Eye Cancer Risk Elevated in Kidney-Transplant Patients

Study suggests that ocular squamous cell carcinoma is associated with immune deficiency

THURSDAY, Aug. 16 (HealthDay News) -- Kidney-transplant patients have an increased risk of ocular squamous cell carcinoma, according to the results of a study published online Aug. 14 in the Journal of the National Cancer Institute. Because HIV patients also have an increased risk, the finding suggests that this malignancy is an immune deficiency-associated cancer.

Claire Vajdic, Ph.D., of the University of New South Wales in Sydney, Australia, and colleagues studied primary incident cancers that were diagnosed between 1982 and 2003 in 10,180 Australian kidney-transplant patients.

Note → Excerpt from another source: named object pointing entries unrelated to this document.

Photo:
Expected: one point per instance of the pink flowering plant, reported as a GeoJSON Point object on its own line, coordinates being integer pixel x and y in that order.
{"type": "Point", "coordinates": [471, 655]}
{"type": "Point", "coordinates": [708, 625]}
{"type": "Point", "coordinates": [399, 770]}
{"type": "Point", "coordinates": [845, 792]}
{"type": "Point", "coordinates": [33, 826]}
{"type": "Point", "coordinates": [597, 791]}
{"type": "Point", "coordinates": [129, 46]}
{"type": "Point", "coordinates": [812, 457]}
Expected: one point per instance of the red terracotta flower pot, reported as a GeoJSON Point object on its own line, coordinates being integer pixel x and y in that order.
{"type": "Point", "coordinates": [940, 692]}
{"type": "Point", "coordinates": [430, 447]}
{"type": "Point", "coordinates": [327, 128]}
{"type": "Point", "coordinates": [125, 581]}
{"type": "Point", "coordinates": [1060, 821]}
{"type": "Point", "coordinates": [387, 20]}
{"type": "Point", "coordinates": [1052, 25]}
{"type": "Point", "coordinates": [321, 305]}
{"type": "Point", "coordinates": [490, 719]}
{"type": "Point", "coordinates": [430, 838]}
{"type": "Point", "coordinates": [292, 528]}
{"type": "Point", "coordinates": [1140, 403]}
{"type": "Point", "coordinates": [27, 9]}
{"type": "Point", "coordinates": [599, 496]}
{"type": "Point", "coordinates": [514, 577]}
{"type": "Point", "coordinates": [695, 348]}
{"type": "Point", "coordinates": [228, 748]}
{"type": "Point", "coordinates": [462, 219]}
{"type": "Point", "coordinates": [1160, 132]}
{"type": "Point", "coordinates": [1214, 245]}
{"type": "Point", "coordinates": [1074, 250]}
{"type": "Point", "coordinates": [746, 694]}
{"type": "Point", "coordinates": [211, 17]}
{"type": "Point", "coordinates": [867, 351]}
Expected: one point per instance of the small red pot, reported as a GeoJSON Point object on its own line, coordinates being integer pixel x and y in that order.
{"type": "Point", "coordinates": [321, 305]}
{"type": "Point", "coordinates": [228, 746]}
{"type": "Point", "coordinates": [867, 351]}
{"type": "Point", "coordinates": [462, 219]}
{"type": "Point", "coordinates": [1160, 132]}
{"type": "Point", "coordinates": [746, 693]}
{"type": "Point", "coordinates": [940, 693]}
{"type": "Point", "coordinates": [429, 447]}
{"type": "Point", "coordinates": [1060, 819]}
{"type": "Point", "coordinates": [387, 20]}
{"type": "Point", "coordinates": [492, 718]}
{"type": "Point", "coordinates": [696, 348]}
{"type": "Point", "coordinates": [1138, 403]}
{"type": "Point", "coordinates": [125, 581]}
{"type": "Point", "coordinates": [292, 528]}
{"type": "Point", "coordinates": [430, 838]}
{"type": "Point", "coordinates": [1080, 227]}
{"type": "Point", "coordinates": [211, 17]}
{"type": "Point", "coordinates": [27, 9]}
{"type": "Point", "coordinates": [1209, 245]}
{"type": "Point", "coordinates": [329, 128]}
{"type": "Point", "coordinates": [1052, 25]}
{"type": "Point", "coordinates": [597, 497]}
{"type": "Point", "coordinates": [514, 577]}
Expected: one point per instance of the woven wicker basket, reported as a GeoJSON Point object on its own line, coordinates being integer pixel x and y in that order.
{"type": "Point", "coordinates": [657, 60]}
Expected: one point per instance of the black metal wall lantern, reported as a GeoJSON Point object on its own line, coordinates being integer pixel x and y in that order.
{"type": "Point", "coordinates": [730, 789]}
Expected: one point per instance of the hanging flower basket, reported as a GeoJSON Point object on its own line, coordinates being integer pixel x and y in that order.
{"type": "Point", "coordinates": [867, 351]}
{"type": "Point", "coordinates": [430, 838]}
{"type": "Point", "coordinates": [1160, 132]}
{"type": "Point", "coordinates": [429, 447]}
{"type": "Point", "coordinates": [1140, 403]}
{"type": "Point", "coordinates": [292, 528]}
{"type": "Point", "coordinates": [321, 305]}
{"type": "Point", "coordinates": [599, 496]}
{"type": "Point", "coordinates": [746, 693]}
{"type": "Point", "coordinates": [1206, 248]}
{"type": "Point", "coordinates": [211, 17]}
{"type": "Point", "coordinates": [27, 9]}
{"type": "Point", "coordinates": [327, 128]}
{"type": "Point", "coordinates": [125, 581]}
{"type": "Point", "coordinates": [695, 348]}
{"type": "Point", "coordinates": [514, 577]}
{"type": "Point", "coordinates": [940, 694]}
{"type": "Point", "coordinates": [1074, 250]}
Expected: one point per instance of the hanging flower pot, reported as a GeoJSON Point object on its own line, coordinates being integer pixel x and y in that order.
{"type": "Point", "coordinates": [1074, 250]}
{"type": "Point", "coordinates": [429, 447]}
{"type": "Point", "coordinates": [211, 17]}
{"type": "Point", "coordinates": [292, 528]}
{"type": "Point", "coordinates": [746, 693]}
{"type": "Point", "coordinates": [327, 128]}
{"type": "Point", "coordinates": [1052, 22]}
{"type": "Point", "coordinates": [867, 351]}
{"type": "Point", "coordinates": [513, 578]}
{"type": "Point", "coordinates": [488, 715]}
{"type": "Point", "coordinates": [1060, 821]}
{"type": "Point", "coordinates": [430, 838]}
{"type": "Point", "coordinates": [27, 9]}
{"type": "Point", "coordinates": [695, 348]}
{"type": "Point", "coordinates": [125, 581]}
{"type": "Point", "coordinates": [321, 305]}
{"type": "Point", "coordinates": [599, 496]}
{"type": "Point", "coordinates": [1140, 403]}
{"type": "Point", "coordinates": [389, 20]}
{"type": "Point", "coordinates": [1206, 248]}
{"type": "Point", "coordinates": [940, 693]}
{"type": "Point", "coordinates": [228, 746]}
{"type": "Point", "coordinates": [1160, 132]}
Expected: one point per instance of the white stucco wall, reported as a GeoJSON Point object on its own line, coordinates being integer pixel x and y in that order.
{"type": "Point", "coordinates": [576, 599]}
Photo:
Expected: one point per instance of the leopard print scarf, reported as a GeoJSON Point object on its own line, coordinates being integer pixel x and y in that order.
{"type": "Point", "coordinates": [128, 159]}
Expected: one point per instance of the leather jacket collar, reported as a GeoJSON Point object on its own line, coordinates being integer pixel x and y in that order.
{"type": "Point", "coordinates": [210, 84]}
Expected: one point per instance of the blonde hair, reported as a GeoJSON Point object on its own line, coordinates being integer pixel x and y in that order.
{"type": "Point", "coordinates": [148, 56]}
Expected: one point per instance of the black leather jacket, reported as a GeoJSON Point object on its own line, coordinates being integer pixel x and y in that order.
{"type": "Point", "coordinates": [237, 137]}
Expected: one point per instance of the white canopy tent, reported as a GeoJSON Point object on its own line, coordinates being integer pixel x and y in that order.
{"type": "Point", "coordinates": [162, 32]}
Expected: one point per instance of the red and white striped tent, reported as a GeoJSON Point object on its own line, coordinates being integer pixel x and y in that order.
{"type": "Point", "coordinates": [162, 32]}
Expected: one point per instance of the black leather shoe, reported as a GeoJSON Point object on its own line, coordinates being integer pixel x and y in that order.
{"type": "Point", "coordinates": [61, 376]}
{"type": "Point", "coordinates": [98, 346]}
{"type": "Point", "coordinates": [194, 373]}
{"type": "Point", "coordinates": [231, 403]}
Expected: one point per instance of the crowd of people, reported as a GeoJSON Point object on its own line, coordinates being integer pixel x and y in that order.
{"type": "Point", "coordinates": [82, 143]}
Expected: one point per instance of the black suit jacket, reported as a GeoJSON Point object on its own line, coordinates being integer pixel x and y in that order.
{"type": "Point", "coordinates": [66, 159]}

The researchers identified five patients who developed ocular squamous cell carcinoma, a rate that was 20 times higher than that found in the general population. They also found that patients who developed ocular squamous cell carcinoma were more likely than those who didn't to live in the subtropical state of Queensland (60 percent versus 17 percent), to have had end-stage kidney disease caused by glomerulonephritis (100 percent versus 46 percent) and to have a history of cutaneous squamous cell carcinoma (100 percent versus 29 percent).

"The carcinogenic mechanism is not known, but the available evidence suggests an effect of solar ultraviolet radiation and possibly human papillomavirus infection," the authors conclude.